Are you considering adding a chatbot to your B2B website? Read this before you do.
Our friends at HubSpot are very keen on 'conversational marketing'. And, a majority (57 percent) of businesses agree that chatbots deliver larger return on investment with minimal effort, according to this Accenture study.
Well, up to a point.
There may be ROI in the case of transactional bots or bots designed to improve internal business productivity. But, when we added an informational customer service chatbot to our HubSpot website, we found the rewards were not all they were cracked up to be.
What pitfalls did we encounter? Let's start at the beginning of our experiment.
Chatbot experiment design
We designed a simple chatbot without human live chat, emulating the multiple choice model we had seen on HubSpot's own website. Quite deliberately, we didn't design it to have live chat because - like many of our clients - we felt that it would be hard to staff up a consistent response.
Instead, it allowed visitors to:
- Book a meeting with the sales team
- Contact us - send a message, as if on the contact page
- Go to the webinars page
- Learn about marketing - a short cut to our top content
The chatbot launched on the 13th of June and ran until the 13th of August 2020 - two months. We had high hopes.
Chatbot lead generation
To measure the results of the chatbot, we created a filtered contact list of people who converted through the chatbot at any time.

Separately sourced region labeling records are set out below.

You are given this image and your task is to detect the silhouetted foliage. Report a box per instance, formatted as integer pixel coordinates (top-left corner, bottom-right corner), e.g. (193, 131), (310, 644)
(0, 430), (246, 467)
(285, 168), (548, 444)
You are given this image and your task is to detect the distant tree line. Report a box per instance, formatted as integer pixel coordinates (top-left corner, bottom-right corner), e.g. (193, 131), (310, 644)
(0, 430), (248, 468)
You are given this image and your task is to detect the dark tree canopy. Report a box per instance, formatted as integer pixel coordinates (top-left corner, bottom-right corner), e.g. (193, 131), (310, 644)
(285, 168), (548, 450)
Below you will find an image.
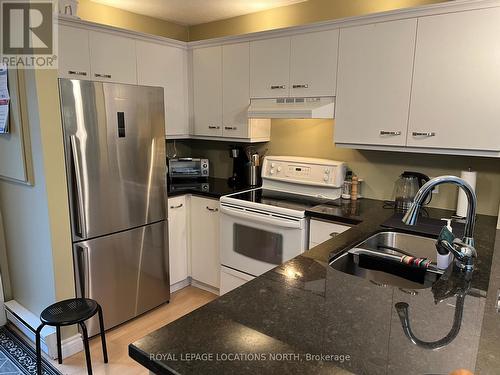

Apart from test traffic, there were just nine contacts in the list, two of whom had used obviously bogus contact details ('big bum' was one!) and all had used disposable, nondescript webmail addresses. They were immediately disqualified as potential leads.
The result for lead generation
Over the two-month trial period we had around 500 conversions of all kinds on our website, so the chatbot underperformed generally in terms of conversion rates: it was 0.2 percent on chat compared with about 0.5 percent conversion for the site as a whole. Chat delivered less than two percent of our new contacts during the trial.
Chatbot engagement in HubSpot
Lead generation isn't everything so we also looked at whether existing contacts were using the chatbot. We did this using a smart list that included every contact for whom the 'Conversation by bot' property is true.
It's worth noting that, unfortunately, it wasn't possible to put a date range on that check so this list includes a number of previous shorter-lived experiments. But that flatters the results rather than diminishes them.
The result for engagements
Excluding internal test traffic and the nine contacts generated by the chatbot, there were 24 contacts on the list. Of this list only a small handful had non-webmail addresses and none were qualified leads. So chat wasn't really doing a lot for pre-existing contacts either.
Worst of all, it hit our site performance... badly
As a marketing agency that builds websites, we are proud of creating sites that are fast, optimised and that convert well (HubSpot software willing!). So it's hardly a good look if our own site doesn't live up to the standards we set when delivering websites to clients.
Overall, adding HubSpot chatbot to our site - as measured on our homepage using Google PageSpeed Insights and Pingdom:
- Increased the page weight by a hefty 25 percent;
- More than doubled the load time overall, and
- Put the Google PageSpeed score for mobile in the red.
With Chatflow:
Without Chatflow:
These data imply a severe impact on user experience and site performance, especially for users on mobile devices. By any measure, it is a high price to pay for the limited results we achieved.
As a result, we have switched off the chatbot.
Are chatbots worth it?
It's true, enterprises are making positive headway with chatbots. 40 percent of large businesses – those with more than 500 employees – expect to implement one or more chatbots over this year. (Although Spiceworks made this prediction before 2020, so we suspect this may have changed.) There are all sorts of exciting developments happening with predictive AI and natural language processing that, as tech enthusiasts, we are fascinated by. We do really want chatbots to succeed!
However, as a small B2B business that relies almost entirely on our inbound marketing efforts, the impact on site performance was not worth the results we saw. In fact, its presence likely harmed our other lead generating efforts. Not great given that, with the massive amount of data they have to hand, the folks at HubSpot have shown that, in recent months, business activities have been suppressed across a number of sectors. In short, this is a risk we took, so you don't have to.
Ambitious businesses beware: the chatbot may not kill all humans, but it could kill your website performance.